3. Believe in yourself.

 Self-efficacy is: “the belief in one’s capabilities to organize and execute the courses of action required to manage prospective situations.” ~ Albert Bandura

Teaching children to believe in themselves and their abilities can help them cope with stressful events. Research has related self-efficacy to emotional health and well-being, successful coping, healthy behaviors, and better performance on tasks. When children feel good about what they can do, they are more apt to try new things, accomplish their goals, and develop and cultivate their strengths.

4. Practice forgiveness.

“It’s one of the greatest gifts you can give yourself, to forgive. Forgive everybody.” ~Maya Angelou

Learning the art of forgiveness at an early age can be the gift of a lifetime. Too often, forgiveness gets confused with forgetting; however, these two are very different concepts. Forgiveness involves teaching children that they don’t have to carry around heavy and burdensome emotional baggage. They can unpack the hurtful things and leave it in their past, where it belongs. When children forgive, they make a conscious choice to not let people or situations weigh them down for long periods of time. They learn that holding on to hurt only hurts the beholder.

5. Enjoy today.

“Don’t worry about the world coming to an end today… it’s already tomorrow in Australia.” ~ Charles Schulz

A child who worries excessively misses out on something special ~ today. There is a childhood saying that goes like this… “Take some time along the way to see what’s nice about today.” This sing-song phrase provides a wonderful example of teaching children to stop and pay attention to the moment at hand (a technique grounded in mindfulness).  Children are not too young to learn the value of relaxing and sensing the world around them. In fact, if they learn this skill at an early age, it will help them better cope with everyday stress and positively impact their emotional health.

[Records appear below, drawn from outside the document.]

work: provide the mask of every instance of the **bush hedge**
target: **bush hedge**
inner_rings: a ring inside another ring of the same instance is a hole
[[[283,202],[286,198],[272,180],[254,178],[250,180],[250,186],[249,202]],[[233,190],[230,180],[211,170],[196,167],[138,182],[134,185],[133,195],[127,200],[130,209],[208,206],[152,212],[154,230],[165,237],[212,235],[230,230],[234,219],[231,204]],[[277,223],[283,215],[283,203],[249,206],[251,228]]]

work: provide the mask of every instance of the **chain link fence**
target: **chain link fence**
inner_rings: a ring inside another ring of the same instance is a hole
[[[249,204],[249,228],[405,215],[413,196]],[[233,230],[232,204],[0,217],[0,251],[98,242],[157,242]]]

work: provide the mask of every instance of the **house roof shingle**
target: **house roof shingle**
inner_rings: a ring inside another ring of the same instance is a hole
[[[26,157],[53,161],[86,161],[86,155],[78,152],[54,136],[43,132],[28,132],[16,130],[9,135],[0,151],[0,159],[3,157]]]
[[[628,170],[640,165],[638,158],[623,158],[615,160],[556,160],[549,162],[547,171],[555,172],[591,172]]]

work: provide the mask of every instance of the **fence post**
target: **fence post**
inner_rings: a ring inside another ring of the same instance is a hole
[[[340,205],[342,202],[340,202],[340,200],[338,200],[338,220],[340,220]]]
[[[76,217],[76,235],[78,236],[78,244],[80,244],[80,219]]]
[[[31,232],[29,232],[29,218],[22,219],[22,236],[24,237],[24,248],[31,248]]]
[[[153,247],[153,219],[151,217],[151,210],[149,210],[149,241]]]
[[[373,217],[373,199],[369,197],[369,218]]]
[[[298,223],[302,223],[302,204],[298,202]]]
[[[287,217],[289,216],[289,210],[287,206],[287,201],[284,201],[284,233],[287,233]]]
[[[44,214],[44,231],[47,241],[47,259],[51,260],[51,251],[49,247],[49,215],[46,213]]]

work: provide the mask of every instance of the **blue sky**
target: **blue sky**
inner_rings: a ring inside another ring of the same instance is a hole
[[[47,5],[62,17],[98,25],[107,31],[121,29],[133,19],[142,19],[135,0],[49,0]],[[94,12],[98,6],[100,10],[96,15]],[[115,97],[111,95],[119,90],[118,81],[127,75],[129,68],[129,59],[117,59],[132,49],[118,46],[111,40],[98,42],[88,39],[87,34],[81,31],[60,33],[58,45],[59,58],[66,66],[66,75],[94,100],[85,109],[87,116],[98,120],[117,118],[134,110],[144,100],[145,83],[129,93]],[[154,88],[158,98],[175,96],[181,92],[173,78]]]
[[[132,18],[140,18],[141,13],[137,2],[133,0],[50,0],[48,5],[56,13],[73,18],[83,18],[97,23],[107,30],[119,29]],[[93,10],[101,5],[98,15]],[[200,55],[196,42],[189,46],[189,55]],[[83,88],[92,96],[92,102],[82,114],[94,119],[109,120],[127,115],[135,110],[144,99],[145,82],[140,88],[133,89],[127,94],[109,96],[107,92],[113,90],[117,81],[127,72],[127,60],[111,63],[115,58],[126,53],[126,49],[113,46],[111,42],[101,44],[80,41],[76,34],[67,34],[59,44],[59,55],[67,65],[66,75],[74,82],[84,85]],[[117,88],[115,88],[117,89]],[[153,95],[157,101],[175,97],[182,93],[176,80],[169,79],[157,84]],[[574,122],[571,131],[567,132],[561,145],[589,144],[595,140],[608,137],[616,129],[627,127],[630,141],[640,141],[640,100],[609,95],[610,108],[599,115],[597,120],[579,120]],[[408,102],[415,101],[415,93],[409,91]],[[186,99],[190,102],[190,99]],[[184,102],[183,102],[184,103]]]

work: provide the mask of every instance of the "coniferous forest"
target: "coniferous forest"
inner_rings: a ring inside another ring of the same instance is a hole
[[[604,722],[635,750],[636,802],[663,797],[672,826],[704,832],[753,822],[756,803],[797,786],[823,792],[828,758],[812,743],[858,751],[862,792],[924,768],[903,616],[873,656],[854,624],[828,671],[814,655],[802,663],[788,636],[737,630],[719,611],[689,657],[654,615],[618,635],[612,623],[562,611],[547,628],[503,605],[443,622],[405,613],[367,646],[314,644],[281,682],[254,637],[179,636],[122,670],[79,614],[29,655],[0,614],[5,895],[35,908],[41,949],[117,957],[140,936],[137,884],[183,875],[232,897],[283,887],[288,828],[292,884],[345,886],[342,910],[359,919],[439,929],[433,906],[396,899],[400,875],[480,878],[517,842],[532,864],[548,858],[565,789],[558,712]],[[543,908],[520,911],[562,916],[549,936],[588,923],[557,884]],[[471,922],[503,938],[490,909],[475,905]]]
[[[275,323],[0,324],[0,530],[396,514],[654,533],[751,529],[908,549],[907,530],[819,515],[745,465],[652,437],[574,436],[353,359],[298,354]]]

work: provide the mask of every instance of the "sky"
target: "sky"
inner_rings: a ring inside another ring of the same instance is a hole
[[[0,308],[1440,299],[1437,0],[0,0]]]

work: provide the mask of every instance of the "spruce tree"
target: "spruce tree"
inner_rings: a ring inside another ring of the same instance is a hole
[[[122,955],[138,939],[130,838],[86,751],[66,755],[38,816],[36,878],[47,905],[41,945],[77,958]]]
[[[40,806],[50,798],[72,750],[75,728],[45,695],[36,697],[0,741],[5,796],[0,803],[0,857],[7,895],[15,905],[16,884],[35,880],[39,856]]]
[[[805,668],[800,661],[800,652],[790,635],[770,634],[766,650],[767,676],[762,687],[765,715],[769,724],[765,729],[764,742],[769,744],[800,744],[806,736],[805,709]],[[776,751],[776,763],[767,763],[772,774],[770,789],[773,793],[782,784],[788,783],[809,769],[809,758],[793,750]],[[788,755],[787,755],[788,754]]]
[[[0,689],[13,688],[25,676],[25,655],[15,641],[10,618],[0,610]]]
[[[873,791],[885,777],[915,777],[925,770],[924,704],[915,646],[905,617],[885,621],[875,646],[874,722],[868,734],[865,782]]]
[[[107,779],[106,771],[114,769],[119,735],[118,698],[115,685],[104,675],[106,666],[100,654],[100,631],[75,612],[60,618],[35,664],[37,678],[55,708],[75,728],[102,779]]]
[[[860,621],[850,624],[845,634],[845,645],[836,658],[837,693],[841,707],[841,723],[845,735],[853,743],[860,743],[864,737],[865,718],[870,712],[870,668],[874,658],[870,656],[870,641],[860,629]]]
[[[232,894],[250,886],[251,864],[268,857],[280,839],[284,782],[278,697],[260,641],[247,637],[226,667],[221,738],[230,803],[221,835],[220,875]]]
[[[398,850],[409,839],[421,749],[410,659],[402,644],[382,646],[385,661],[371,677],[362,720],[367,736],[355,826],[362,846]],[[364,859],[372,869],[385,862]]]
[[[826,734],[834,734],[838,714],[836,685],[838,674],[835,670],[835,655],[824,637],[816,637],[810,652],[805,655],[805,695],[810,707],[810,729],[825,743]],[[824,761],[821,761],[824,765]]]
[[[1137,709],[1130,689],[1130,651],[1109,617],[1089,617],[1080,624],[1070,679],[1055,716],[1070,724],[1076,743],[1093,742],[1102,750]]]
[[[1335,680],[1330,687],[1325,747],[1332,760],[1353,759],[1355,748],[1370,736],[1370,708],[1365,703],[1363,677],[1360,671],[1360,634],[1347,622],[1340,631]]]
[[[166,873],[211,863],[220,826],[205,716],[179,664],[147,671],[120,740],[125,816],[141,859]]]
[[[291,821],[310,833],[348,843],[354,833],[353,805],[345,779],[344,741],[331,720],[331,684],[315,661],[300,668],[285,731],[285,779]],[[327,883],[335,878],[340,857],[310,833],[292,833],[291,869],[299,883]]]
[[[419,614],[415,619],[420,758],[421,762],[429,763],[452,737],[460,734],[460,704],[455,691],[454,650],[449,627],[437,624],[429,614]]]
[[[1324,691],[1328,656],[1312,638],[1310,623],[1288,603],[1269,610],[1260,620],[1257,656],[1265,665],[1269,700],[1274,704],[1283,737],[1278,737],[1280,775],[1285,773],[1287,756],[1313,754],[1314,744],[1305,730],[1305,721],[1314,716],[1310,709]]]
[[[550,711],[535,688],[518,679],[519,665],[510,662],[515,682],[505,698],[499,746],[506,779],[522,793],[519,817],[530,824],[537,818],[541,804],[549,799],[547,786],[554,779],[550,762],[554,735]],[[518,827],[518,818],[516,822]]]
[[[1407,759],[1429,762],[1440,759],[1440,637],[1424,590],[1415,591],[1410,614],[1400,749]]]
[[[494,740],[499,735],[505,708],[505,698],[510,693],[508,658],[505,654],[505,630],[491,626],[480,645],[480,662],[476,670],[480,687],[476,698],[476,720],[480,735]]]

Putting these five principles into practice can boost children’s emotional health. Emotionally healthy children are able to enjoy childhood as it should be enjoyed. They hang on tight when life’s roller coaster gets a little rough or throws them for a loop. However, they aren’t innately born knowing how to conquer life’s mountains. Children don’t know how to solve a puzzle without first being shown what to do with the pieces. They have to be taught that when things get tough, they can overcome them, they are not alone, they must believe in themselves, they can forgive and not forget, and most importantly, they can live in and for today.

It’s our duty and responsibility to plant the seeds of well-being, cultivate the soil, and watch the children of our great nation grow into emotionally healthy and resilient individuals.

Resources

Bandura A. Self-Efficacy in Changing Societies. Cambridge, UK: Cambridge University Press; 1995.

Merikangas KR, He J, Burstein ME, Swendsen J, Avenevoli S, Case B, Georgiades K, Heaton L, Swanson S, Olfson M. Service utilization for lifetime mental disorders in U.S. adolescents: Results from the National Comorbidity Survey Adolescent Supplement (NCS-A). Journal of the American Academy of Child and Adolescent Psychiatry. Jan 2011.50(1):32-45.